Jonah kept pestering me to help, and I finally gave in.  What harm could it do?  We rolled and cut and moistened fondant, and eventually, we had a cake.  Not the cake that had been in my head.  Not the cake with a picket fence.  
But a cake.  A nice cake that she loved.  

It has taken me years to be okay with switching gears; with giving up on an idea or a plan that isn't working because I've become attached to the fantasy, even if reality is telling a different story.  It's getting easier and easier to stop and take inventory, and see that sometimes the best idea isn't the "vision", but the one that you can realistically make happen.

(with polka-dots.  Just a few)

The last surprise was thanks to an inordinate amount of food coloring.  I promise the purple was not muddy-grey in real life, and I swear I don't do this kind of thing on a regular basis.  I make my kids eat broccoli and fruit and drink tons of water.  But once in a while, we eat rainbows.

Thursday, April 3, 2014

The Boy Who Could Fly

What do five frogs and my son Adam have in common?

More than sixteen feet, that's what. 

17 feet and 5 inches to be precise. 

Wow. That's all there is to say. Just wow. 

Thoughts from the side lines: Part II

This week my usual exercise routine was interrupted by an unscheduled sick baby who was stuck in overtime. On Tuesday, my lack of sleep caused me to succumb to the temptation to stay the heck in bed until... well, never you mind that. That's between me and my Egyptian cotton sheets. 

Aaaaaaanyway, that afternoon my accountability partner for my latest attempt at losing weight, Danielle,  offered to come by after work to exercise with me. Of course, being that I like food more than pretty much anything that's not related to me, I need the extra calories I earn with my workout.  I agreed.  

I have never worked out with this friend before, and I don't know why exactly, but having her newness there compelled me to step it up a notch or five (because plank jacks aren't hard enough, I had to be all Rocky-Shwarzenegger about the whole thing). 
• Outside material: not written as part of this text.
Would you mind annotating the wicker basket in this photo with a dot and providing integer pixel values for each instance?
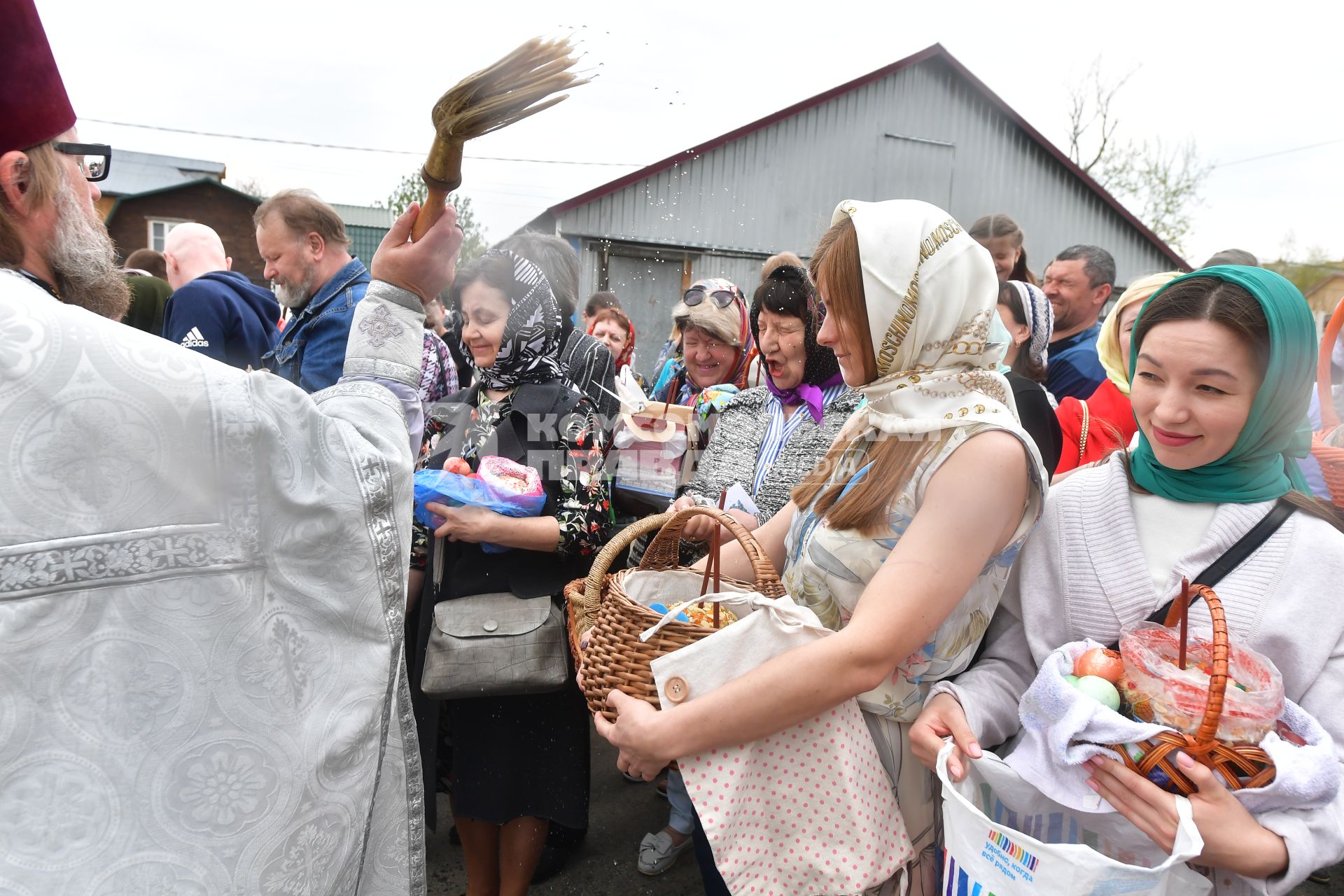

Three days later I am STILL feeling it. 

In Adam's race today he was pitted against his friend from church. They took off like mad hornets from the start, but Adam's friend pulled ahead after a bit. Adam fought to retake the lead but missed by a few yards. I noticed that after the race, both boys were totally fried. There is something a little magical in good-natured rivalry that compels us to push ourselves a little harder. Maybe it's just that by surrounding ourselves with good people we can't help but want to see the view from up where they are. And maybe we see them as mutually fragile and fallible beings, and become inspired as we see them make themselves into persons to be admired. Maybe we just don't want to be left behind. 

I am really starting to see how important it can be to have another someone there to push you along. Thanks to those who push me to become a better version of myself. Laine 2.0.